With the value of using third-party data rapidly degrading, it’s time to shift focus to first-party data.
First-party data, such as from cookies that directly track a product or brand on a customer’s own website and clickstream events that captures a user’s activity from within a mobile application, has become an essential part of any strategy that markets to customers based on their shopping preferences.
Capturing reliable first-party data is a very important part of understanding how your customers interact with your products and your brand. First-party data can be sent to Amperity as part of a broad strategy to build a complete data foundation that can then be associated with important profile attributes.
Raw clickstream data¶
Raw clickstream data should be provided to Amperity as a targeted subset of operational data points. This filtering can be done in two ways:
(Recommended) Configure the application that is sending clickstream data to send files that contain only a useful subset of fields. Configure these files as feeds and run the files that contain useful clickstream data on a daily basis.

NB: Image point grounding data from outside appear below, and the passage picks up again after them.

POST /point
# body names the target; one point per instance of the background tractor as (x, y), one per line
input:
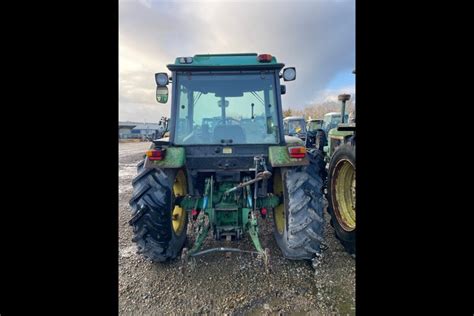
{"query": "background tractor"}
(341, 182)
(313, 130)
(226, 162)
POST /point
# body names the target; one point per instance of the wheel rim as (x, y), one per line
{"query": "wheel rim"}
(178, 215)
(279, 211)
(344, 197)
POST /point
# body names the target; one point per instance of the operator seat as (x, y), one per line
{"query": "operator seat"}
(226, 132)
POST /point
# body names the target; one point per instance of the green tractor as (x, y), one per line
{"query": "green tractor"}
(223, 178)
(341, 181)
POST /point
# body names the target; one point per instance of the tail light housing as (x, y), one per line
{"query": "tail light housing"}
(264, 58)
(156, 154)
(297, 151)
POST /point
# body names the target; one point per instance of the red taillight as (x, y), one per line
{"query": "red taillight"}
(155, 154)
(264, 58)
(297, 151)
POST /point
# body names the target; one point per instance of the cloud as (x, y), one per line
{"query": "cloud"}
(316, 37)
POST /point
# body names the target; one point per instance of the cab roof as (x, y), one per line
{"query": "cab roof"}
(225, 61)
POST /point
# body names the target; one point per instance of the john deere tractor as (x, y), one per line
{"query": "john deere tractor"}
(220, 177)
(341, 184)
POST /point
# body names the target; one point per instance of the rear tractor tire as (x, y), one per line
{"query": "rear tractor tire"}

Use a saved query to filter the fields into a useful subset prior to loading the data to Amperity, and then use two domain tables: one for all of the raw data and the other for the subset of useful data.
The domain table with all of the raw data should never be made available to Stitch and never added to the customer 360 database.
The domain table with the useful subset of data should be processed on a regular basis and may be made available to Stitch if it contains meaningful profile (PII) data, and then added to the customer 360 database as a passthrough table.
This dual-domain table approach ensures that Amperity has direct access to a filtered subset of operational clickstream data and that the superset of data does not require daily processing. Updates to that filtered subset can be done quickly by updating the saved query instead of creating a new feed.
Adobe Analytics¶
Adobe Analytics provides useful intelligence about customer activity on Web sites and mobile devices. Marketers can analyze clickstream data to understand what their customers are doing in real-time, and then optimize customer experiences across brands.
Clickstream data from Adobe Analytics contains standard fields , and then up to 250 conversion variables (evar1-evar250) <https://docs.adobe.com/help/en/analytics/admin/admin-tools/conversion-variables/conversion-var-admin.html> .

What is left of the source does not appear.